November 14, 2024

Let me tell you: I love to see women supporting women. Nothing gives me goose bumps like a good Overcoming-the-Patriarchy story. But I think that it is a habit for individuals—myself included—to view support for women as a cut-and-dried issue. If people want to reach out and help women, why should we question it? After all, we are the minority, and that means that anyone who steps in to save us will be welcomed with open arms, right? But there is a danger in letting anything pass as women-empowerment without considering the consequences.
On March 9, an open Facebook group was launched. It is called “Women of Wittenberg,” and is—as stated in a post by the page’s creator Matt Pfouts, ‘14— “an effort to begin conversations about Women in Leadership,” and is meant to be a large-scale discussion of aspirations, passions, and the “plights facing women everywhere.” At first, this sounds wonderful. In fact, I am not wholly against the page. I like that people are posting spoken word about the struggles of every-day women; I like that people are sharing ideas about how to talk to young girls without calling them pretty.
But after a few days of looking at Facebook, I realized that something about the page was bothering me, and it deserves an honest discussion. What bothers me about the page is the fundamental way in which it’s existence is plugged as a way for women to talk about their leadership roles.
If you have not seen the page because you are either not a woman, or were not invited (as several of my female friends complained to me that they were not), then you probably do not see the problem.

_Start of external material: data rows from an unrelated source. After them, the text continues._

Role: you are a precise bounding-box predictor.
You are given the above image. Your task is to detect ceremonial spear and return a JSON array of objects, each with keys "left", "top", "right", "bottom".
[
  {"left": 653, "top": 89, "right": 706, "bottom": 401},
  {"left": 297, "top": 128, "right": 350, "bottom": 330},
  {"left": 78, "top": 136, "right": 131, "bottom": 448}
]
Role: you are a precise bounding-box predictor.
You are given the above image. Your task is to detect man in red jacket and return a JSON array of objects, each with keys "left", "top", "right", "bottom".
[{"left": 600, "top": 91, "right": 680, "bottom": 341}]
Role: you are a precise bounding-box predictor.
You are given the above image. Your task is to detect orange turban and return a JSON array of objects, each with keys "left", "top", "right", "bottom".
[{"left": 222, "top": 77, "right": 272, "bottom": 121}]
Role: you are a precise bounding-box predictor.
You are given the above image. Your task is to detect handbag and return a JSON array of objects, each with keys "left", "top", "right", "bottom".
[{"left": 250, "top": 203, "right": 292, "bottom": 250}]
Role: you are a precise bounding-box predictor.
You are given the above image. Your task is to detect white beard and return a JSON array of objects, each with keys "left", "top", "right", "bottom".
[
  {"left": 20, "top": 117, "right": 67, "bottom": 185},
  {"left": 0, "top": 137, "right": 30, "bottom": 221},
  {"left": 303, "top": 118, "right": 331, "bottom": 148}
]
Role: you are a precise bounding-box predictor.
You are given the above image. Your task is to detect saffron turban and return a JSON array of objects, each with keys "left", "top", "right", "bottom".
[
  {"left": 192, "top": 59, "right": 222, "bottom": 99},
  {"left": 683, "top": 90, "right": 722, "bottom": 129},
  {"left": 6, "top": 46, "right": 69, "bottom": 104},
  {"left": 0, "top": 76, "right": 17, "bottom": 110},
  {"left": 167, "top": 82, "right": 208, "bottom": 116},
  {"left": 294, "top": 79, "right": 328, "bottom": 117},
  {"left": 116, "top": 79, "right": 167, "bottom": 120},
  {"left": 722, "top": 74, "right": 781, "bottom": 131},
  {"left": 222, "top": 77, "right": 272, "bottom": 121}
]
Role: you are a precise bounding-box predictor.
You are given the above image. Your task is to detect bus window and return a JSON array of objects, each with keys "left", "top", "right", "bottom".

To illustrate this, here is the post by Pfouts that describes why this page was created:
“In an effort to begin conversations about Women in Leadership; I am starting this group as an outlet for Wittenberg Women to share their stories… My hope is that we can start a revolution on our campus to discuss the plights facing women everywhere… Make this group whatever you want it to be. Be bold. Be brave. Be courageous. Use your talents and your voice to help inspire young girls everywhere to lead. You are all leaders, and it’s time we all have you sitting at the table. ‘Having light, we pass it on to others.’ Now pass it on!”
The explanation begins and ends with leadership. Good. Let’s start there.
Women should be leaders, if they want. Women should be housewives, if they want. Women should be anything they want, and by insinuating that to empower women is to put them in leadership roles is simply not true, and acts as a silencer to the women who do not aspire to be conventional “leaders.”
Rather than open the world for women, pushing leadership on them as a way of measuring self worth closes them in, making the world, and women, believe that women are only succeeding if they are in these high-up positions, which is simply not true.
This idea that women who are not aspiring to be leaders are somehow failing the gender negates the small acts of female empowerment that happen on an everyday level and are every bit as feminine and exemplary as, say, being the COO of Facebook. As prominent feminist Bell Hooks wrote in her book, “Feminist Theory: from Margin to Center,” “Being oppressed means the absence of choices.” If my only choice in being a woman is to be a leader, I am still pretty damn oppressed.
And this isn’t to say that the founders of this group would perpetuate this idea knowingly, because I genuinely believe that this page was created with the utmost of good intentions. And it also isn’t to say that women leaders are not true women.

But let’s look beyond this Facebook group at the actual women of Witt. Let’s support all the women in our lives, not just the leaders, for overcoming their many obstacles. If all you’ve done for women today is join a Facebook group, then there is a lot more that can be accomplished.
Let’s start by not asking women to sit at a table that they don’t want to be at and then exclude them from the movement that is every bit as much theirs. Let’s not ask women to fit into the patriarchal structures of “leadership,” but rather ask them to be the very best individual they can be and refuse to let people tell them how to be women.